Deriving Regression coefficient from Residual Sum of Squares
When Linear Regression equation, \(y=\hat{\alpha} + \hat{\beta} x\), is found from the data, the formula for their coefficients, \(\hat{\alpha}\) and \(\hat{\beta}\), are the followings.
$$ \hat{\beta} = r_{xy}\frac{s_{y}}{s_{x}} $$
$$ \hat{\alpha} = \bar{y} – \hat{\beta}\bar{x_i} $$
\(r_{xy} \): correlation coefficient
\(s_{x} \): standard deviation of \(x\), \(s_{y} \): standard deviation of \(y\)

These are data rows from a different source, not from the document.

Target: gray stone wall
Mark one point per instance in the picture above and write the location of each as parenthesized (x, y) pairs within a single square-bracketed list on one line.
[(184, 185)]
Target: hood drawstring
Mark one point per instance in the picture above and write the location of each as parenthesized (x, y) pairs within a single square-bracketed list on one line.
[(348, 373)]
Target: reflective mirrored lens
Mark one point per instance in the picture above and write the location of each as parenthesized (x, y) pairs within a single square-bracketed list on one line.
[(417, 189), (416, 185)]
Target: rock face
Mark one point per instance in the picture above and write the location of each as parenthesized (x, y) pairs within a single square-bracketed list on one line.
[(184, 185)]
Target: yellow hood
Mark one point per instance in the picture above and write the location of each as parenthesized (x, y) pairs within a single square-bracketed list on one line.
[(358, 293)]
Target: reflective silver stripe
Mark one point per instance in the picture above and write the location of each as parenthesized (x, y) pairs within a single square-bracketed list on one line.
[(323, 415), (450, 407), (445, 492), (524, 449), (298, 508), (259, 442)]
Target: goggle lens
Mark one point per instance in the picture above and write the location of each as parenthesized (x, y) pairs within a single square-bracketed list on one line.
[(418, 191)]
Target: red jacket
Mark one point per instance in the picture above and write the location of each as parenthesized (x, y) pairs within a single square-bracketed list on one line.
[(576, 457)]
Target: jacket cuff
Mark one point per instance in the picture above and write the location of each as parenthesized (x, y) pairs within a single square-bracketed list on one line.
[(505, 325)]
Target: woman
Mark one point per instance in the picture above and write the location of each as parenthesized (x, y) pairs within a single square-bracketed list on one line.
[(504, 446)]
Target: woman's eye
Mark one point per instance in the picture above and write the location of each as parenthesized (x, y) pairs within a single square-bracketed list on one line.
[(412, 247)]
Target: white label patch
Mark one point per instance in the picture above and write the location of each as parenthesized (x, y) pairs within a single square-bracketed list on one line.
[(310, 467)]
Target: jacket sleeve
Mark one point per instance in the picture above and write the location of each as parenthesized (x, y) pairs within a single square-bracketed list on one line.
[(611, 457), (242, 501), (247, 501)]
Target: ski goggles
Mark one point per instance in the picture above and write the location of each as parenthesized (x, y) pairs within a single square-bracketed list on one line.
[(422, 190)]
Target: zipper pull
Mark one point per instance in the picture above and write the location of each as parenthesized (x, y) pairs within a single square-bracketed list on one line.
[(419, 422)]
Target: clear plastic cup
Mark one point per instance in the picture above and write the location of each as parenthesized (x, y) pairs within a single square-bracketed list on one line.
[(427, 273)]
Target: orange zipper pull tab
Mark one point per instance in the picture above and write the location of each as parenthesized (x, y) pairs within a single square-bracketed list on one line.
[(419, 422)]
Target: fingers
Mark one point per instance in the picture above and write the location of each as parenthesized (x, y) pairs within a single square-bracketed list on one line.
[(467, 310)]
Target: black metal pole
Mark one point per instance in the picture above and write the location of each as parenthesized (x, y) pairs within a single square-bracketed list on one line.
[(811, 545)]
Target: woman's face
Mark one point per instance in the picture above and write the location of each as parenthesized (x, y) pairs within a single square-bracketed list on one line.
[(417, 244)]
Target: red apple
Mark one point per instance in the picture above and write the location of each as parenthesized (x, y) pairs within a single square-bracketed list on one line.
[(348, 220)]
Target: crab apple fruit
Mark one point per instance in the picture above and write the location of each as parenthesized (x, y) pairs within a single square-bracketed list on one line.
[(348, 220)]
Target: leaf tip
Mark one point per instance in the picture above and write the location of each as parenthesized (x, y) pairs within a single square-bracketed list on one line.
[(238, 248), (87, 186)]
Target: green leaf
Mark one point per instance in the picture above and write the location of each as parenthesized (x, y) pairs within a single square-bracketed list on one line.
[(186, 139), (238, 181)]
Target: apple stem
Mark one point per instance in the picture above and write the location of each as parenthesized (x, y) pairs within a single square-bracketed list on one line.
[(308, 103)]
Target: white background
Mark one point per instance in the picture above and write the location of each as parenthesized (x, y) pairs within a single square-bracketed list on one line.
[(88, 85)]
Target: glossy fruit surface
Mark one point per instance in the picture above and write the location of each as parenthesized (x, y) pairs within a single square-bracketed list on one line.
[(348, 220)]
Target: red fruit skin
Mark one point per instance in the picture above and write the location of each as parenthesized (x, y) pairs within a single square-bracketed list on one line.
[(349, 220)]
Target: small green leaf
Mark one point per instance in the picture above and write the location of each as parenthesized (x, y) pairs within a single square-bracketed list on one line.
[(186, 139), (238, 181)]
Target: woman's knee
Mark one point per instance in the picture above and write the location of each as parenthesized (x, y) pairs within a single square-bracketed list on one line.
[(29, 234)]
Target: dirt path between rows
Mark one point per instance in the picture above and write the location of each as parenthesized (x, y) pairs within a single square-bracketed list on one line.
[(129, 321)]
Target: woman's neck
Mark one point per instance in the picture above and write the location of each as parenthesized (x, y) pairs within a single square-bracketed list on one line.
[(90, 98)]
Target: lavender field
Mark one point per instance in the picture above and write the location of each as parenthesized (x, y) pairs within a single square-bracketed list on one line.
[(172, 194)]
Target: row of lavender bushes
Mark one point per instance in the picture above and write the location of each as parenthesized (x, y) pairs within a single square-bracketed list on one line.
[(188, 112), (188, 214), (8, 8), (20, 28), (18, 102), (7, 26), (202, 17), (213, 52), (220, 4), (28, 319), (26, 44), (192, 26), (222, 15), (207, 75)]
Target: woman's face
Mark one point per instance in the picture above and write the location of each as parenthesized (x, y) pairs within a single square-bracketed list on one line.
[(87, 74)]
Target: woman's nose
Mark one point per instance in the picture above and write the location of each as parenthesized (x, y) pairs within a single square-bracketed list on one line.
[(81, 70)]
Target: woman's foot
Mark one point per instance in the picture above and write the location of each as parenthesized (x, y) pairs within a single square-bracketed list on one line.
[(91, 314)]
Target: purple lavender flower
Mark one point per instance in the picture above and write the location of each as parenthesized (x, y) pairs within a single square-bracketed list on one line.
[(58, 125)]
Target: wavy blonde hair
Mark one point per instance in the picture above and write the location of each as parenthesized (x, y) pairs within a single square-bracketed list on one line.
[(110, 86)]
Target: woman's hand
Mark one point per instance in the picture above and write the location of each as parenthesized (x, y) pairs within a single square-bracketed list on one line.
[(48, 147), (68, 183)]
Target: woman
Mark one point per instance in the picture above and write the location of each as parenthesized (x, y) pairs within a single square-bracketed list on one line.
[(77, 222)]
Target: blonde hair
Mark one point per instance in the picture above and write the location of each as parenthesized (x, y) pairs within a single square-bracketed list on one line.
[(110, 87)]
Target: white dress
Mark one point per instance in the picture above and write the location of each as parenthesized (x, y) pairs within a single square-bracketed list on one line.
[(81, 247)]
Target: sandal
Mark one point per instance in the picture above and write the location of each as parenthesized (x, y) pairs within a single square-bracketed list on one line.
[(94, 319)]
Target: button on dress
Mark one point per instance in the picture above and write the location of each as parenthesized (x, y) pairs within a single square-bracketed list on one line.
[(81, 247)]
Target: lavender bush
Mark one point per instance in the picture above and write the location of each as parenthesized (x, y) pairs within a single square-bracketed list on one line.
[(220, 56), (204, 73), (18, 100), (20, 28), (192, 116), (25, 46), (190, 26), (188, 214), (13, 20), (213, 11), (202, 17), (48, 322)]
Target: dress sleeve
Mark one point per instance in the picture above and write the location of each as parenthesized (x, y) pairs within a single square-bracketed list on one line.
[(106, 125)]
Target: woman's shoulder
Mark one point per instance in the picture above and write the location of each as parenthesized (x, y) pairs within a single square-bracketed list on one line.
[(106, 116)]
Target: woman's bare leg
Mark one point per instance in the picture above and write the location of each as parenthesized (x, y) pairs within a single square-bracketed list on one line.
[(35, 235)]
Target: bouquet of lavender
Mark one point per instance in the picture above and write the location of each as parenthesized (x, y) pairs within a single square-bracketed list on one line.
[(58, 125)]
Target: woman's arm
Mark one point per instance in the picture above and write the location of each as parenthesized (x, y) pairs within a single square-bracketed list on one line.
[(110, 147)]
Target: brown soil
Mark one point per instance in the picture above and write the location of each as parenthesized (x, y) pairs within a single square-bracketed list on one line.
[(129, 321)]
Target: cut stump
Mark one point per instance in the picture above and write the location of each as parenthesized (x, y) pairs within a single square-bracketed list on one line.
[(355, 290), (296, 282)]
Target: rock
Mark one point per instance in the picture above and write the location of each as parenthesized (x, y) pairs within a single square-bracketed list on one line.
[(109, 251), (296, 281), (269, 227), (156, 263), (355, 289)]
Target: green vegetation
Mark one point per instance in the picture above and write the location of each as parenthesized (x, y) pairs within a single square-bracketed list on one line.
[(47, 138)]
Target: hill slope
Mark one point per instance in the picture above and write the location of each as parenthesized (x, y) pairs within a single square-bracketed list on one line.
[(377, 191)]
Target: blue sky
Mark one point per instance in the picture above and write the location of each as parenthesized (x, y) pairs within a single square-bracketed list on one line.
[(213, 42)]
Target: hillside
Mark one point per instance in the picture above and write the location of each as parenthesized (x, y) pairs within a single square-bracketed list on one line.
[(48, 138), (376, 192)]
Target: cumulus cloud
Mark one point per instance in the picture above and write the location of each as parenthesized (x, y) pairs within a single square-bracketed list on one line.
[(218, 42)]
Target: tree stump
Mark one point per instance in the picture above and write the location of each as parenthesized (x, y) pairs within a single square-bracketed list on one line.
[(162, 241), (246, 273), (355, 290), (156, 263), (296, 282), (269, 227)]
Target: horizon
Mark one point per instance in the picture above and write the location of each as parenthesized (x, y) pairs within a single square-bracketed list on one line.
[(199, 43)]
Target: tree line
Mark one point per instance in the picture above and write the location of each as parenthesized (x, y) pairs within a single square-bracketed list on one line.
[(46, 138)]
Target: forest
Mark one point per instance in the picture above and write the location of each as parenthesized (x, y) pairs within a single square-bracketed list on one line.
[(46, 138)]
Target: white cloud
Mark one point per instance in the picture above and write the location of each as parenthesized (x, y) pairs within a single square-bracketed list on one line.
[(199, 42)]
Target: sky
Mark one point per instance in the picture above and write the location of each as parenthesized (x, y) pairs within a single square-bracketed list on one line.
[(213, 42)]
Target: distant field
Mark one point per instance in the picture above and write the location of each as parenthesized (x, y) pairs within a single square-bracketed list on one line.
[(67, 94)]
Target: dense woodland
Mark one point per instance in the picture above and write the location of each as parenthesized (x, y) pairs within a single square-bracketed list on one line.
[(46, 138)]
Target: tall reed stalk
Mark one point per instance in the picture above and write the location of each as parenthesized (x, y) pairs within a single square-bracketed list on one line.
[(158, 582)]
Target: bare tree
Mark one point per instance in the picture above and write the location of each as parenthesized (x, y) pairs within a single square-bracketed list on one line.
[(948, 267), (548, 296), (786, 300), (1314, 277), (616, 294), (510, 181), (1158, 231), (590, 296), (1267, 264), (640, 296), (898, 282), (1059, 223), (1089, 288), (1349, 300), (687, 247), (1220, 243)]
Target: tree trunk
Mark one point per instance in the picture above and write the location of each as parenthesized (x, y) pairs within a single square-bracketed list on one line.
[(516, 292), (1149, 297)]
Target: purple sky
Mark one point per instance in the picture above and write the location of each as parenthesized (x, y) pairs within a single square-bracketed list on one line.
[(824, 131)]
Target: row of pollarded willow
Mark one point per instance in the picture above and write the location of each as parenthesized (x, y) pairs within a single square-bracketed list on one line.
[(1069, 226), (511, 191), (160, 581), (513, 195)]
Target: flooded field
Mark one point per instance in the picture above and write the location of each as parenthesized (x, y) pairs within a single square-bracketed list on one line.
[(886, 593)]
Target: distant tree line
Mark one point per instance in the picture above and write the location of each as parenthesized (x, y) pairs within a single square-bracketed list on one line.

Here we will explain how to derive these equation from the residual sum of squares.
Derivation
We will use the following residual sum of regression below.
$$ S(\hat{\alpha}, \hat{\beta}) = \sum^{n}_{i=1}(y_i – \hat{y})^2 = \sum^{n}_{i=1}(y_i – (\hat{\alpha} + \hat{\beta} x_i ))^2 $$
To find \(\hat{\alpha}\) and \(\hat{\beta}\) to minimize \(S(\hat{\alpha}, \hat{\beta})\), we will differentiate partially with \(\hat{\alpha}, \hat{\beta}\).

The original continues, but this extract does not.